1. User submits transaction

The transaction is submitted with the fee token determined by the preference hierarchy.

2. Pre-transaction collection

Before the transaction executes, the FeeManager contract collects the maximum possible fee amount from the user:

  • Verifies the user has sufficient balance in their chosen fee token
  • Checks if the Fee AMM has enough liquidity (if conversion is needed)
  • Collects the maximum fee amount based on the transaction's gas limit

If either check fails, the transaction is rejected before execution.

3. Transaction execution

The transaction executes normally. The actual gas consumed may be less than the maximum that was collected.

4. Post-transaction refund

After execution, the FeeManager:

  • Calculates the actual fee owed based on gas used
  • Refunds any unused tokens to the user
  • Queues the actual fee amount for conversion (if needed)

5. Fee swap queuing

If the user's fee token differs from the validator's preferred token, the fee is added to a pending fee swap queue for that token pair. The swap doesn't execute immediately—it's batched with all other fees collected during the block.

If the user's fee token matches the validator's preference, no conversion is needed and the fee goes directly to the validator.

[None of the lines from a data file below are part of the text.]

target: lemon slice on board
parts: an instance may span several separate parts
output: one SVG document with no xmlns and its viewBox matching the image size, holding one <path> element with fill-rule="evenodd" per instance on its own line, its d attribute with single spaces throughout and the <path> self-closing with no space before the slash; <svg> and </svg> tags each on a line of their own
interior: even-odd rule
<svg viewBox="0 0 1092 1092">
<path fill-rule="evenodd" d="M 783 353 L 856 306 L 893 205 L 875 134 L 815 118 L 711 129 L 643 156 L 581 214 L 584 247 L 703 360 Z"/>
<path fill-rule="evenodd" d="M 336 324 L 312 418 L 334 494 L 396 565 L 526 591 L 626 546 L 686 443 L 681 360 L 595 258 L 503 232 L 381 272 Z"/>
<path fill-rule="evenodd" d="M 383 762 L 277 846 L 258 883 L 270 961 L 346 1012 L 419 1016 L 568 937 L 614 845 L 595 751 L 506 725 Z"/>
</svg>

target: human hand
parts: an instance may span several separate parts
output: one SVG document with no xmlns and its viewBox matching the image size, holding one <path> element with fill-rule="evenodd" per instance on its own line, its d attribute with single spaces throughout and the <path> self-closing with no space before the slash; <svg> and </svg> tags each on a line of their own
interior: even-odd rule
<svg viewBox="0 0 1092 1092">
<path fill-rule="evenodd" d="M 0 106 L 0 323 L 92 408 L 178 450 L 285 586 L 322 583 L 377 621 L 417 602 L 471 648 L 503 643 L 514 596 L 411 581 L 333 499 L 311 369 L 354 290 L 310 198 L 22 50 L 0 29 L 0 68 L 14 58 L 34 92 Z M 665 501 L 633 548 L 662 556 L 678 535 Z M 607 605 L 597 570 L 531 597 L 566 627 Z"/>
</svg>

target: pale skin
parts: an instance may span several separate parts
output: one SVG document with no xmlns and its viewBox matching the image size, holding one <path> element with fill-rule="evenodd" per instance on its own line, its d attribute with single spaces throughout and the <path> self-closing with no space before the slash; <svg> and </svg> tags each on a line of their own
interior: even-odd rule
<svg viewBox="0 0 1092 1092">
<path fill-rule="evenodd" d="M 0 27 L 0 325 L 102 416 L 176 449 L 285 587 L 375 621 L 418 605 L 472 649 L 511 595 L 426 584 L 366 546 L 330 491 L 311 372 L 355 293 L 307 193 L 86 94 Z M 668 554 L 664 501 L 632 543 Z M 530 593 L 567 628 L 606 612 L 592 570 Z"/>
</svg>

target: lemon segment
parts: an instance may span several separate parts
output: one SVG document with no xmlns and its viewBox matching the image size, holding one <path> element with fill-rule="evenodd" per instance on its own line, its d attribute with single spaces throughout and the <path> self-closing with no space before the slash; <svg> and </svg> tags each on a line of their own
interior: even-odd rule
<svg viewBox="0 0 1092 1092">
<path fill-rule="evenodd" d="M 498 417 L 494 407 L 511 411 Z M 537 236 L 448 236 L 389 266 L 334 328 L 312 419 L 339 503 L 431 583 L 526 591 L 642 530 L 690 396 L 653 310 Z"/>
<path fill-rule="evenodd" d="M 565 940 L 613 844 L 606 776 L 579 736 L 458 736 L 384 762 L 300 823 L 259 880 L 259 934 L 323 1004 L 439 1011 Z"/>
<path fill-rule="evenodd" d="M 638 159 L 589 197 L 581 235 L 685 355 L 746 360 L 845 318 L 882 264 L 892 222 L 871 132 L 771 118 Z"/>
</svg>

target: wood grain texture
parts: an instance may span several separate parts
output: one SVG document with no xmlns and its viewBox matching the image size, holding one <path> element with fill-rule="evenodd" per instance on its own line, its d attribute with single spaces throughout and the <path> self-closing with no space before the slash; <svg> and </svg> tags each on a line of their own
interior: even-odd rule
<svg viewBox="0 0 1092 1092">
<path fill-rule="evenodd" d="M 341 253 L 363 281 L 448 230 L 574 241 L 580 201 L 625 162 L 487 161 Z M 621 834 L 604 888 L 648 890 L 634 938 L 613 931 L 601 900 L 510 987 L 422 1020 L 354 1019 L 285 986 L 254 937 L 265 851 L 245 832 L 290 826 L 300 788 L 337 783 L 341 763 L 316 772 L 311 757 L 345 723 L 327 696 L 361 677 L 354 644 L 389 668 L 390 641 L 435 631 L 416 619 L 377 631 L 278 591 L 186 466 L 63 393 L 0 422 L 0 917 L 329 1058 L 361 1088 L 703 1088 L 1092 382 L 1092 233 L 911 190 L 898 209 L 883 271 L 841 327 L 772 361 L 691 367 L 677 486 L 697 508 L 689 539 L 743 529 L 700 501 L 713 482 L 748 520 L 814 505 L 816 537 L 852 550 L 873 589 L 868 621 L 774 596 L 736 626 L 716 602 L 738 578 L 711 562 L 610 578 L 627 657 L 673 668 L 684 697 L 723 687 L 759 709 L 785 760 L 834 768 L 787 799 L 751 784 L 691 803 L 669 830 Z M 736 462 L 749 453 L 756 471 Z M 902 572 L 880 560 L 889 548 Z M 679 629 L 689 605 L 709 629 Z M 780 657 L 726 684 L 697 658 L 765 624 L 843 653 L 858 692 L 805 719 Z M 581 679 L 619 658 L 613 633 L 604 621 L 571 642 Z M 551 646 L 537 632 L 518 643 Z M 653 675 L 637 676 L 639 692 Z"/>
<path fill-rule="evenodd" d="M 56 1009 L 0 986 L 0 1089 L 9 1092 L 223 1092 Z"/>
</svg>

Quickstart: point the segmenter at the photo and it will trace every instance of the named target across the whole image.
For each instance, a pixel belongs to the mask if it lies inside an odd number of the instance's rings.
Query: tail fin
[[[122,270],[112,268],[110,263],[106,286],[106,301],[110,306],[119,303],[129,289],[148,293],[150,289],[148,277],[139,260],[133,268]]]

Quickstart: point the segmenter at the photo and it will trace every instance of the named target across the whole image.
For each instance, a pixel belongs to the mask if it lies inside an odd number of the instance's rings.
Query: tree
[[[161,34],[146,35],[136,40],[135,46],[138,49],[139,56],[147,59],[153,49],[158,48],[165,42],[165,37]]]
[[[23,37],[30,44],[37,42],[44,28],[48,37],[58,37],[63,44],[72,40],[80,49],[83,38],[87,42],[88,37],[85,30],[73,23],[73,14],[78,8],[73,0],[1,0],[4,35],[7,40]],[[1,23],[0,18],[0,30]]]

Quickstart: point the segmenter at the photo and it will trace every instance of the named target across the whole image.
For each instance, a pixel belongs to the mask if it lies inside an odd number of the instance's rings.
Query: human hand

6. End-of-block settlement

At the end of each block, the protocol:

  1. Calls executePendingFeeSwaps() on the Fee AMM for each token pair
  2. Executes all pending fee swaps at a fixed rate of 0.9970 (validator receives 0.9970 of their token per 1.0 user token paid)
  3. Updates the AMM pool reserves
  4. Transfers the converted tokens to the validator's account

This batched settlement prevents MEV attacks like sandwiching or backrunning individual fee payments.

Fee swap mechanics

Fee swaps always execute at a fixed rate of 0.9970:

validatorTokenOut = userTokenIn × 0.9970

This means:

  • User pays 1.0 USDC for fees
  • Validator receives 0.9970 USDT (if that's their preferred token)
  • The 0.003 (0.3%) difference goes to liquidity providers as a fee

Example flow

Here's a complete example of the fee lifecycle:

  1. Alice wants to send a transaction and pays fees in USDC (her preferred token)
  2. Validator prefers to receive fees in USDT
  3. Alice's transaction has a max fee of 1.0 USDC
  4. The FeeManager collects 1.0 USDC from Alice before execution
  5. Transaction executes and uses 0.8 USDC worth of gas
  6. The FeeManager refunds 0.2 USDC to Alice
  7. The remaining 0.8 USDC is queued for conversion
  8. At block end, the Fee AMM swaps 0.8 USDC → 0.7976 USDT (0.8 × 0.9970)
  9. Validator receives 0.7976 USDT
  10. Liquidity providers earn 0.0024 USDT from the 0.3% fee

Gas costs

The fee conversion process adds minimal overhead to transactions:

  • Pre-transaction: ~5,000 gas for balance and liquidity checks
  • Post-transaction: ~3,000 gas for refund and queue operations
  • Block settlement: Amortized across all transactions in the block

For complete technical specifications on the Fee AMM mechanism, see the Fee AMM Protocol Specification.